Common stock represents the ownership of the company which indicates that they are the real owners of the company. The share price of common stock is generally issued at par value(In Nepal @Rs 100) .Shares of Common Stock can be issued using various methods. Following are the three main methods of issuing common stock.
How to Issue Common Stocks
a) Private Placement
Company can obtain common stock capital from a few individual or institutional investor by direct negotiation is called private placement. Private placement is normally used for preferred stock and debt financing but it can be used in common stock financing too. Private placement saves investment banker charge and flotation cost. Additionally it saves time and suitable for small scale business.
b) Public Offering
Company can sell it share to public with the help of investment banker by issuing initial public offering and further public offerings (secondary offering) after getting approval from securities and exchange commission. Public offering generates huge funds opportunities for the companies those need big investment and also create opportunities for the potential investors in the market. In public offering, Investment banker work as an agent of the company and charge underwriting commission for the service. Investment banker brings suppliers and investors together for trading of securities.

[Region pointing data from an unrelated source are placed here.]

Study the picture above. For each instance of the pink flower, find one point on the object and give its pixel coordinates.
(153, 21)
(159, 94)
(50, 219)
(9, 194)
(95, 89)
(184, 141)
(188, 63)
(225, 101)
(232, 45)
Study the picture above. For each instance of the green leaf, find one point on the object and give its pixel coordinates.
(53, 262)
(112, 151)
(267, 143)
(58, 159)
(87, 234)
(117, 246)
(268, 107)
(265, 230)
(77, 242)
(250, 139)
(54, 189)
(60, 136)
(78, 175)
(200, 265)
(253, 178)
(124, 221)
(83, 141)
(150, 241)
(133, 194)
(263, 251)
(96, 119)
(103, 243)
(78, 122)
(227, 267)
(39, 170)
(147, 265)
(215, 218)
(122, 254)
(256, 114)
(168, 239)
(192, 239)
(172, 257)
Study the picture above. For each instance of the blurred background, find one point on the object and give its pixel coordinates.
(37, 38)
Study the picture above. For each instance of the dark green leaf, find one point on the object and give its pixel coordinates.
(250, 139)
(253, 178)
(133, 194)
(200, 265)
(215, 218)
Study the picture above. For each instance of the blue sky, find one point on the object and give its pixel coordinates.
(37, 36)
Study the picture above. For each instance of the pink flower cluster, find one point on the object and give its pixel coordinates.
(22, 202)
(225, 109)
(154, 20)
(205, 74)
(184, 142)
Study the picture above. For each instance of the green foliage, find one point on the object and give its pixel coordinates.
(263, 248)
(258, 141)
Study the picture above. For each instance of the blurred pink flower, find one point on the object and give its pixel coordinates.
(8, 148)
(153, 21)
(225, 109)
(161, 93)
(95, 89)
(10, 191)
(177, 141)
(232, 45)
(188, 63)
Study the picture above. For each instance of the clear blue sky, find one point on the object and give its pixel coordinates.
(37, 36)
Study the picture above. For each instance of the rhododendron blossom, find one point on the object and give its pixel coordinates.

Investment banker purchase common stock from the companies and sell them to investors at higher price. In Public offering, investment banker may work under best-selling effort, traditional underwriting and self-registration. After the issuance and allotment of IPOs through public offering is done, the shares can be traded by the investors in the stock exchange at the market price.
c) Right offering
Right offering is the process of selling new additional shares of common stocks to existing shareholders at subscription price on proportionately. The common stockholders can buy additional shares (purchase additional shares) of common stock at subscription price in the capital market. Right offering is done to maintain their proportionate ownership in the corporation when new shares are issued, too protect against the dilution of their wealth or ownership and earnings, and to save flotation cost, since right offering is easy and less costly . In right offering also investment baker also serve as agent of the company to issue the right shares.